Un nombre important d’individus radicalisés ne relevant pas de la psychiatrie !

Depuis la fermeture du CPIC en 2017, l’accompagnement des personnes radicalisées a été privilégié au niveau local. 

Un rapport d’information, enregistré à la Présidence de l’Assemblée nationale le 27 juin 2019 stipule que, selon l’Unité de coordination de la lutte antiterroriste (UCLAT), au mois d’avril 2019, la prise en charge a été relayée dans 269 communes. 

Ces mesures semblent insuffisantes, si l’on en croit que chaque année depuis 2015 des attentats sont commis sur notre sol, bien que bon nombre soient déjoués.
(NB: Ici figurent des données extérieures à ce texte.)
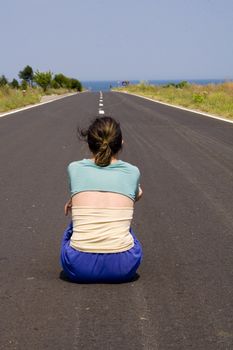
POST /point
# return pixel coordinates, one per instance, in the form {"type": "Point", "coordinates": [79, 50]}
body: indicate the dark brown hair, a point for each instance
{"type": "Point", "coordinates": [104, 139]}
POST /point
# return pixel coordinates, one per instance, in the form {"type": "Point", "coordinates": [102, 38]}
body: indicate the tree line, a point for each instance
{"type": "Point", "coordinates": [43, 79]}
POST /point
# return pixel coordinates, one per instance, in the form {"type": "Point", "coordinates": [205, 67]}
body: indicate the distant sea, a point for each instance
{"type": "Point", "coordinates": [105, 85]}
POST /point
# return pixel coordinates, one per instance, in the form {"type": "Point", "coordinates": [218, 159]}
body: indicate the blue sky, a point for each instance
{"type": "Point", "coordinates": [118, 39]}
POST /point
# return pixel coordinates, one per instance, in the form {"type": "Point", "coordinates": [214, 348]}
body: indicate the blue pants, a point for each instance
{"type": "Point", "coordinates": [99, 267]}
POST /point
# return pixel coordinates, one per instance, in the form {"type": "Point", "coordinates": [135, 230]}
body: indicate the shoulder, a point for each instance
{"type": "Point", "coordinates": [133, 168]}
{"type": "Point", "coordinates": [76, 164]}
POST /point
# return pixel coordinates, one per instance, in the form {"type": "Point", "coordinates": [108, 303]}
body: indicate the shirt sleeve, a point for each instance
{"type": "Point", "coordinates": [138, 183]}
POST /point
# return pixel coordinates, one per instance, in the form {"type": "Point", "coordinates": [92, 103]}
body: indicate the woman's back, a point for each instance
{"type": "Point", "coordinates": [102, 205]}
{"type": "Point", "coordinates": [99, 244]}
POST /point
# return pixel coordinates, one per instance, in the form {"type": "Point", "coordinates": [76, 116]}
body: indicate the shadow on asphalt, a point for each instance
{"type": "Point", "coordinates": [63, 277]}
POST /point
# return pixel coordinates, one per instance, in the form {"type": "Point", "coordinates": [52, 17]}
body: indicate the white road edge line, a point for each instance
{"type": "Point", "coordinates": [36, 105]}
{"type": "Point", "coordinates": [179, 107]}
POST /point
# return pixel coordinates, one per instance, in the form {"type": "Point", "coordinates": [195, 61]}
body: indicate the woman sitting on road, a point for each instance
{"type": "Point", "coordinates": [99, 244]}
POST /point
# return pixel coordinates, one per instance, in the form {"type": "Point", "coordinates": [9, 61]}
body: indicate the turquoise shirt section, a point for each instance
{"type": "Point", "coordinates": [119, 177]}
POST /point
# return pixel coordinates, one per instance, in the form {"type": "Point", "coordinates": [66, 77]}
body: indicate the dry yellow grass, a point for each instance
{"type": "Point", "coordinates": [212, 98]}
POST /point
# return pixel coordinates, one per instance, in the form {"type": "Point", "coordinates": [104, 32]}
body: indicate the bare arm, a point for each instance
{"type": "Point", "coordinates": [140, 193]}
{"type": "Point", "coordinates": [68, 207]}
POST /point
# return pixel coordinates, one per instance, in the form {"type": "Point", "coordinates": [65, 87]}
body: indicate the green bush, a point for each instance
{"type": "Point", "coordinates": [198, 98]}
{"type": "Point", "coordinates": [27, 74]}
{"type": "Point", "coordinates": [14, 84]}
{"type": "Point", "coordinates": [3, 80]}
{"type": "Point", "coordinates": [24, 85]}
{"type": "Point", "coordinates": [43, 79]}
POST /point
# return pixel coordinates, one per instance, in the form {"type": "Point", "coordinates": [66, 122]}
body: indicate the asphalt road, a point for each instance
{"type": "Point", "coordinates": [184, 296]}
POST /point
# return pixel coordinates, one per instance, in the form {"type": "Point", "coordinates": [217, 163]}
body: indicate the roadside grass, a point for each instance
{"type": "Point", "coordinates": [15, 98]}
{"type": "Point", "coordinates": [212, 98]}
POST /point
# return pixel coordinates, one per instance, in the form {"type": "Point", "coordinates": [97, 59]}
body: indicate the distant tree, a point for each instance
{"type": "Point", "coordinates": [55, 84]}
{"type": "Point", "coordinates": [43, 79]}
{"type": "Point", "coordinates": [75, 84]}
{"type": "Point", "coordinates": [27, 74]}
{"type": "Point", "coordinates": [14, 84]}
{"type": "Point", "coordinates": [3, 80]}
{"type": "Point", "coordinates": [62, 80]}
{"type": "Point", "coordinates": [24, 85]}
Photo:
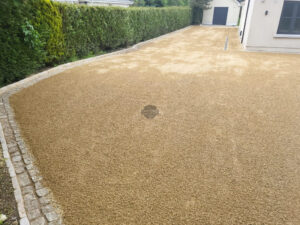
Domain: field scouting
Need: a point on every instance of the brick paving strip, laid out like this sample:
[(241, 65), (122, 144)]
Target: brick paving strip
[(35, 205)]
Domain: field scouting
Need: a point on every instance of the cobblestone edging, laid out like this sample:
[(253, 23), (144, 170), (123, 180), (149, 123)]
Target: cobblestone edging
[(33, 199)]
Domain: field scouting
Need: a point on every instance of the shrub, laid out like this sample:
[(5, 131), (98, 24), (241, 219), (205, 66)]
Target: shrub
[(39, 33), (47, 20)]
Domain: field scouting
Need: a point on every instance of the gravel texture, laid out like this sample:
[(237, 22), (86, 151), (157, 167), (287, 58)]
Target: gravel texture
[(224, 148)]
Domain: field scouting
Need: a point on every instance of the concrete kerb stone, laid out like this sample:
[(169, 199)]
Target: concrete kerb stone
[(12, 173), (32, 197)]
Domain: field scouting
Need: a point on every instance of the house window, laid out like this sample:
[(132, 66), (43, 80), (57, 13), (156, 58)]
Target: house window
[(290, 18)]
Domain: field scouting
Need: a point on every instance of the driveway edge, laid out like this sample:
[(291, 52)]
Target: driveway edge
[(35, 202)]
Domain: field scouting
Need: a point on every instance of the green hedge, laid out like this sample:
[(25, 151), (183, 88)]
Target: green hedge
[(35, 34)]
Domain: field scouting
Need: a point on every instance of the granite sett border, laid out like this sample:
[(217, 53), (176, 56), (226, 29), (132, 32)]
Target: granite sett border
[(34, 201)]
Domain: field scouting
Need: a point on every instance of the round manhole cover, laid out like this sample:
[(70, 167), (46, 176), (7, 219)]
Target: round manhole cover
[(150, 111)]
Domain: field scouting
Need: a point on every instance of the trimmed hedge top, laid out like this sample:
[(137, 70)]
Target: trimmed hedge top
[(39, 33)]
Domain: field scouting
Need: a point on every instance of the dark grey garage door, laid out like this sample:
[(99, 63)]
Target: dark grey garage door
[(220, 15)]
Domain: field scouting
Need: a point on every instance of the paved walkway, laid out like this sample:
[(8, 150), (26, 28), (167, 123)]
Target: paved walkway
[(224, 147)]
Parallèlement, on compte en France, en mars 2022, 570 détenus de droit commun radicalisés et 430 détenus pour terrorisme islamiste. 

Armand M. avait, selon les médias français, juré "ne plus être musulman", après plusieurs années passées derrière les barreaux pour un projet d’attentat, en 2016, dans le quartier parisien des affaires de la Défense. Il faisait partie des 340 détenus radicalisés libérés depuis 2018 (une trentaine d'autres doivent l'être en 2024).

Une cinquantaine depuis début octobre l'a été alors que la DGSI avait rapporté cet été que la menace terroriste était toujours la première en France... Des bombes en puissance?

Ajoutons les Fichés S . Ils sont officiellement 12'000 et 20'000, selon l'évaluation de leur dangerosité. Ces «fichés» pour radicalisme islamique sont classés dangereux pour la sûreté de l’État. Les citoyens vont-ils encore devoir faire longtemps avec !?